I assume that the author is a sinner and that their theology is handicapped by an irreparable narrowness. And I assume that, compared to me, they are smarter and significantly closer to God.

I assume that the face of God is as likely to shine through their twinkling weakness as anywhere else. The serpent that bites is the same serpent that gets held up for healing.

These assumptions are the key to both redeeming and being redeemed by the stuff we read.

Joe Spencer and I are reading Blake’s books all year long. I go in assuming that Blake’s a sinner (that snake! – he is a lawyer after all) and that his theology, like everyone’s, is handicapped by an irreparable narrowness. And I go in assuming that he is smarter and significantly closer to God than I am.

Look again at the thing that bit you. Look close this time. It’s simple.

God’s winking at you with Blake’s black eye.

Thanks, Blake.

19 comments for “On Reading Theology

  1. I need convincing (or clarification) that the serpent that bites and the one that is held up are the same. Any help?

  2. When I read another I assume that I am in no position to judge that person’s standing before God and that whether they are a really original sinner or just an innocent one.
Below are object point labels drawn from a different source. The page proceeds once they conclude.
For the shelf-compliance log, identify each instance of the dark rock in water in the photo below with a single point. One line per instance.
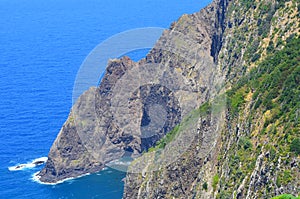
(39, 162)
(136, 104)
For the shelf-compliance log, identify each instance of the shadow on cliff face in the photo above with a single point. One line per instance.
(136, 103)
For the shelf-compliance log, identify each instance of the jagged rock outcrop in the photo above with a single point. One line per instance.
(246, 160)
(236, 145)
(136, 104)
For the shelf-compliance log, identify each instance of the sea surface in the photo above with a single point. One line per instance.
(42, 46)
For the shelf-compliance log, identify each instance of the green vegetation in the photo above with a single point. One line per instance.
(295, 146)
(286, 196)
(271, 93)
(215, 182)
(205, 186)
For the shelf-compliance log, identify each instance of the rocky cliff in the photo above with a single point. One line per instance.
(252, 154)
(211, 112)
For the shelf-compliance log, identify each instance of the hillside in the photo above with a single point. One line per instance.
(211, 112)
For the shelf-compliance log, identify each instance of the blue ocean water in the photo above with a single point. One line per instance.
(42, 45)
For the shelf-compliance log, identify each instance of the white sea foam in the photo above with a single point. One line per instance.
(28, 165)
(36, 178)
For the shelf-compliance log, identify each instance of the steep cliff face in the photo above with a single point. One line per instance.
(215, 103)
(136, 104)
(255, 46)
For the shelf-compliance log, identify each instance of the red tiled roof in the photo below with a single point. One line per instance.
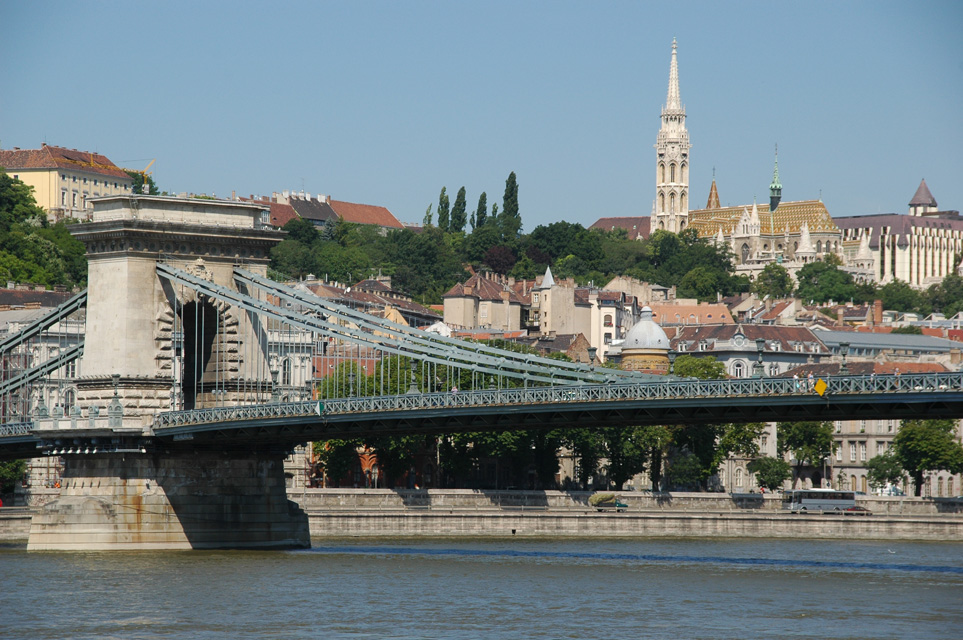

I also assume that whether the author is a sinner is irrelevant to the merits of what they convey. I also assume that each person has something valuable to teach me and that those who have had the greatest influence have been found by many to have something very valuable to say and that if I don’t see it, I am missing something essential and important so I had better keep looking.

    Does this difference speak to the divide between analytic philosophy and continental thought?

  3. that Adam and Joe are poking new holes or insights into LDS theology is a great thing. Blake’s books have been out for several years now, and to have a discussion on them now, after many have digested them well, may give us new ways to see things.

    There are things I like and dislike about Blake’s theology found in his books. There are other things that I neither like nor dislike, but that do have me thinking.

    That the snake can represent both Christ and Satan or good and evil, helps us to realize there is often two sides of the same coin. I am certain there will be things that Adam and Joe discuss which I will agree with, and other things that I won’t. But then, that doesn’t mean I will agree with Blake, either.

    While many Christian churches have an established theology, I like to think that the LDS have a variety of potential theologies: some to choose from, and others yet to be determined I (thanks to continuing revelation). Today’s brass serpent may be tomorrow’s fiery and poisonous serpent, just as Lucifer once was a high and mighty angel in God’s courts, but now slithers in the dust on his stomach.

  4. Blake: “Does this difference speak to the divide between analytic philosophy and continental thought?”

    I don’t think is so. As far as I can tell, I think we pretty much agree.

  5. Yes, I like this. Everyone’s theology or philosophy or worldview is always already handicapped, as you say, or perhaps fallen, in that, as always, it is our own eyes that need to be refreshed or replaced in order to see that which can be redeemed. We can never trust the world to stand still and wait for us to catch up so we can finally see or understand it in the ways we are used to. We ourselves must be willing to constantly see anew.

  6. Labelling someone a sinner abuses the word and greatly misunderstands the restored gospel. I’ve seen it in vogue to refer to each other as such… hello fellow sinners…
    Implying and acknowledging we are all imperfect. It would be better to say the people you read are imperfect and lack a fulness of understanding that we will have some day.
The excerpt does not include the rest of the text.